A Q&A With Phrase Detectives Developers
Updated: Feb 27
Phrase Detectives is a game on Lingo Boingo that collects data on how humans understand anaphora, which is the act of referring to information provided elsewhere in a text. This blog post features a Q&A with two of the Phrase Detectives developers Massimo Poesio and Udo Kruschwitz.
What inspired the creation of Phrase Detectives and what was the development
Phrase Detectives was born from our research on anaphora. We started to realize that our subjects disagreed quite a lot on the interpretation of anaphoric expressions, particularly in conversations. After running a number of traditional intercoder agreement studies with large number of subjects, we started to think about ways to collect such data on a larger scale but in a cost-effective way, so we thought about crowdsourcing. This was 2006, just one year after the launch of Amazon Mechanical Turk, which was not yet well-known in the NLP community, and the same year in which the term 'crowdsourcing' was invented. Our inspirations were Wikipedia (from which the name of the project, 'AnaWiki'), the work by Push Singh and colleagues on Open Mind Commonsense (Singh, 2022) which would result in ConceptNet and the Semantic Media Wiki project. However, when Jon Chamberlain (another developer of Phrase Detectives) started working on the project in November 2007, he quickly became aware of Luis von Ahn's work on crowdsourcing, and utilized this method. Within a few weeks we had the first design for Phrase Detectives, whose first version was ready in January 2008.
I should also mention that especially at the beginning the game was very much a collaboration with colleagues working on XML infrastructure for NLP from the University of Bielefeld in the SEKIMO project - Nils Doweled, Daniela Goecke, Daniel Jettka, and Maik Stührenberg, who developed the SGF databases we still use in Phrase Detective. Daniela & co had developed a very nice web interface for annotation called Serengeti; our idea was to develop different platforms for different type of web collaborators - Serengeti would be the interface for linguists, Phrase Detectives for players.

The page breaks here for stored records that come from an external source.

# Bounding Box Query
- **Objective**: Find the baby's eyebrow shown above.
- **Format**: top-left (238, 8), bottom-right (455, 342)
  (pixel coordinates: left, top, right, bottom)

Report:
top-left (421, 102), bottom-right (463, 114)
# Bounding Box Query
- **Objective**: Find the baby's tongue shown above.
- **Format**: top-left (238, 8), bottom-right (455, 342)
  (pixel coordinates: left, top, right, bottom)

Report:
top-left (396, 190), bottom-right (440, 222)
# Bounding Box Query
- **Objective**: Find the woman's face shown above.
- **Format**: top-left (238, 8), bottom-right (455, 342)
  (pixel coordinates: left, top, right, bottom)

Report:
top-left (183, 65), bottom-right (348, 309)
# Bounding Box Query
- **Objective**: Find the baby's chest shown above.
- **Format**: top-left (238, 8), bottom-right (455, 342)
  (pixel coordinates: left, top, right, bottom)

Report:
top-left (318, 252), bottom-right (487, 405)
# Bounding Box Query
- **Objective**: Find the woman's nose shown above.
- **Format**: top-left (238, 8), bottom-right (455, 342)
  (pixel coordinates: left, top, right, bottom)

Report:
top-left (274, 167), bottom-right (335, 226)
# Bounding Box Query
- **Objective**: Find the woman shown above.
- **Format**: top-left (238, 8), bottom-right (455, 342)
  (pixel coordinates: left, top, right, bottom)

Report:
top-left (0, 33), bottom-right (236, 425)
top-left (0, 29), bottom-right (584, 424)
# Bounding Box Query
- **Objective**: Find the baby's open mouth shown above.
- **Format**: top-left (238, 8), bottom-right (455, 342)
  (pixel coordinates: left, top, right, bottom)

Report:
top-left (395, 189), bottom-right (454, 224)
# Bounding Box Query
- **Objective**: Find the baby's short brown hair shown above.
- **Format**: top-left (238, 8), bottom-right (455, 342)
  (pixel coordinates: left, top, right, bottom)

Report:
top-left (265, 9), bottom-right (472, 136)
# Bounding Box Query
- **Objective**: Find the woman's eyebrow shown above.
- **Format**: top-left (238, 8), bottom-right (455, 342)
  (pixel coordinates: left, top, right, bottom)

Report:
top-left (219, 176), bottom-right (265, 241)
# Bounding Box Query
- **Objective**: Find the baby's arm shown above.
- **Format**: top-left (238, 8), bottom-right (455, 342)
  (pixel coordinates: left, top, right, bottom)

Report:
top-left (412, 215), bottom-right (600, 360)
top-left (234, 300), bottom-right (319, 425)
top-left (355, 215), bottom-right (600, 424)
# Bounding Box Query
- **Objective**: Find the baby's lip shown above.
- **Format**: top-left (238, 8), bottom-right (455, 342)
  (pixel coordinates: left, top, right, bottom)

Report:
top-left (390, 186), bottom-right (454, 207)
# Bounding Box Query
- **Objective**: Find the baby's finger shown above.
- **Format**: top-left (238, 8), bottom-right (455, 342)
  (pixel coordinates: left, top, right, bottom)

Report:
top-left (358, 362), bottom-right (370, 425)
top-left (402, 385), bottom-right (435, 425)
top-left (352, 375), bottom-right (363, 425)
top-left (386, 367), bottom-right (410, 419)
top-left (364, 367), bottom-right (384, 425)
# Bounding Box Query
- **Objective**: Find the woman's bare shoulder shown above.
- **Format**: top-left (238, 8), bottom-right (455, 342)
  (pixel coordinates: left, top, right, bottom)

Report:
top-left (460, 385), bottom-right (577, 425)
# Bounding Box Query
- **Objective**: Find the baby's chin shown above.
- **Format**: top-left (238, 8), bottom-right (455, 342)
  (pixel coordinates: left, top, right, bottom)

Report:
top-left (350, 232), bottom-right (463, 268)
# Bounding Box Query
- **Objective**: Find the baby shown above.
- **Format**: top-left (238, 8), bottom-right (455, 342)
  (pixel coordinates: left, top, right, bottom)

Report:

What was the initial participant response to the game?
Slow but steady is how I recall it. I see from my email records that we started user testing Phrase Detectives intensively in the Spring of 2008, and then we did the first proper advertising through the local press in September 2008, at about the same time as our first paper appeared, Chamberlain et al 2008. Our advertising included handing out postcard-size flyers of which we distributed at LREC 2008.
I have been keeping semi-regular records of the number of players and annotations; the first such record I have is from 6th January 2009, when we only had 189 players and 14,000 judgments. However in 2009 we started proper advertising - Jon did an interview on BBC Essex, and Mark Liberman mentioned Phrase Detectives on his blog - this brought us almost 500 new players. So by end of March 2009 we had about 700 players and 140,000 judgments; by end of June we reached 1,000 players and 434,000 judgments. We completed our first 50 documents by end of July, and after 1 year from the proper start of advertising, on 6th of January 2010, we had over 1,500 players, and 164 completed documents.
What specific research did the data from Phrase Detectives contribute to?
The original motivation for Phrase Detectives was to collect data about disagreement on anaphoric interpretation, and this goal was achieved. The Phrase Detectives Corpus, the third release of which is about to come out, is the larger corpus of data about disagreement for any phenomenon, and was the main resource used in the DALI project, 'Disagreements in Language Interpretation', for work on how to train and evaluate NLP models from data containing disagreements. We are also in the process of writing papers on ambiguity in anaphora from a linguistic perspective, although this work is slower.
How can participant data from Phrase Detectives help improve language technology?
Data from Phrase Detectives opened up the possibility of testing and evaluating methods for resolving anaphora in two domains that in the past were very understudied: fiction and encyclopedic data. Additionally, participant data has made linguistic communities working on developing language technology more aware of the inherent ambiguities underlying certain language phenomena.
Special thanks to Massimo Poesio and Udo Kruschwitz for their time and contribution!